Nel 2018 il numero degli occupati nel settore automotive ammontava a circa 302mila unità, tenendo conto sia del settore produttivo propriamente detto (circa 212mila dipendenti), sia della rete commerciale (circa 90mila occupati). Il 73% degli addetti è impiegato in aziende con più di 250 dipendenti, rispetto a una media manifatturiera del 24%. Nella componentistica, in particolare, si registra un valore della dimensione media aziendale pari a 58 addetti, sei volte superiore alla media delle aziende manifatturiere. Gli occupati nel settore si concentrano geograficamente nel centro e nord Italia (76% della forza lavoro), sono prevalentemente uomini (le donne sono circa il 19% degli occupati nel settore produttivo e circa il 15% nel Retail) e hanno un’età media avanzata (1 occupato su 3 ha più di 50 anni, mentre solo 1 su 10 ha tra i 18 e i 25 anni).
Già prima della crisi Covid-19, l’occupazione nel settore era in contrazione. Dopo la recessione del 2008-2009, mentre l’automotive a livello globale sperimentava, una fase di forte espansione, gli addetti diretti del settore in Italia sono diminuiti del 12%, senza mai tornare ai livelli pre-crisi. Diverse sono le ragioni dell’andamento a “L” di questa prolungata fase, che fece registrare l’apice del crollo delle vendite nel novembre 2009 (-40%): tra queste la limitata capacità del comparto italiano di adeguare l’offerta alle nuove preferenze dei consumatori che, con l’aumento del prezzo del petrolio, si sono orientati verso l’acquisto di auto a basso consumo e di piccola cilindrata, e gli alti costi fissi, legati anche alla gestione di una forza lavoro mediamente anziana con retribuzioni comparativamente elevate. Le stime sul calo dell’occupazione per effetto della crisi attuale si prospettano molto severe per l’automotive, uno dei settori in maggiore sofferenza a causa del blocco delle attività che, durante il lockdown, ha interessato circa 70mila lavoratori. In Europa, in termini assoluti, solo Francia e Germania presentano numeri superiori, rispettivamente con 90mila e 568mila lavoratori sospesi. Il blocco delle attività nel caso dell’automotive non è legato, come in altri settori, alla scarsa remotizzabilità del lavoro. Al contrario, l’indice elaborato da INAPP ) indica un valore di praticabilità del lavoro da remoto più alto della media nel settore manifatturiero (ma considerevolmente più basso per le attività Retail). Il rischio di perdita di posti di lavoro nel settore è anzi principalmente legato al forte calo della domanda di autoveicoli e motocicli durante la fase acuta della crisi, che si stima potrebbe determinare una diminuzione della spesa nel settore del 25% nel 2020 rispetto all’anno precedente.

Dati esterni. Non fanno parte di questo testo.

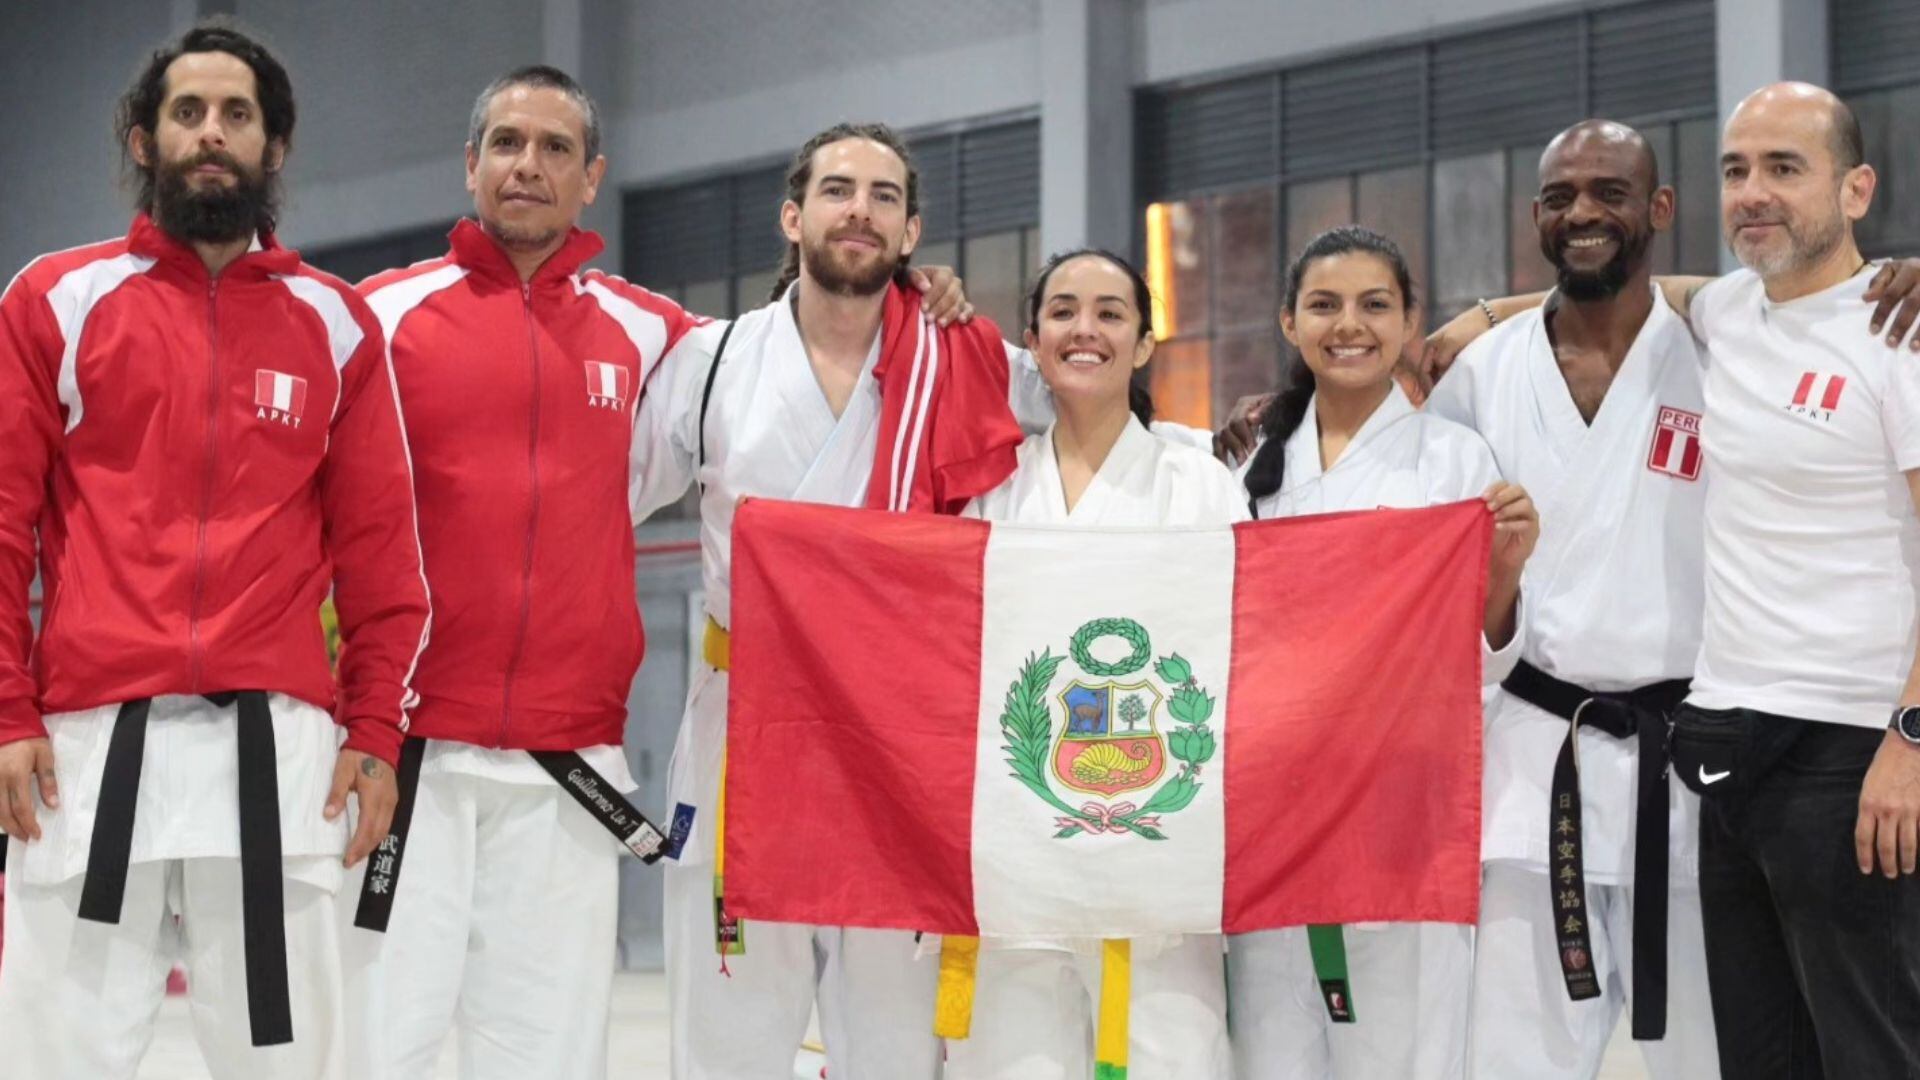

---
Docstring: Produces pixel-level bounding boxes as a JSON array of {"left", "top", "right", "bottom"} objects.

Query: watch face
[{"left": 1900, "top": 708, "right": 1920, "bottom": 742}]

L’anello più fragile dell’ecosistema imprenditoriale del settore è costituito dalla supply chain caratterizzata da molte piccole e medie imprese che forniscono componenti all’industria automobilistica (il 45% delle imprese del settore ha un massimo di 9 dipendenti) e che avranno maggiori difficoltà a sostenere gli effetti della mancanza prolungata di liquidità. Anche la rete commerciale è composta prevalentemente da piccole e medie imprese: su 1.400 operatori, meno di 80 hanno un fatturato medio superiore a 175 milioni di euro.
Per tutto il settore automotive, si stima un incremento del rischio di disoccupazione causato dalla crisi Covid-19 compreso tra il 28% e il 46%, a seguito di una nuova ondata di contagi, che comporterà l’adozione di nuove misure di sospensione delle attività produttive. Queste proiezioni sono confermate dalle principali associazioni di categoria – ANCMA (Associazione Nazionale Costruttori Motocicli e Accessori), Federauto e UNRAE (Unione Nazionale Rappresentanti Autoveicoli Esteri) – che hanno paventato il rischio che fino a 160mila lavoratori diretti o indiretti del settore perderanno il posto di lavoro a causa della mancanza di incentivi e sostegni specifici.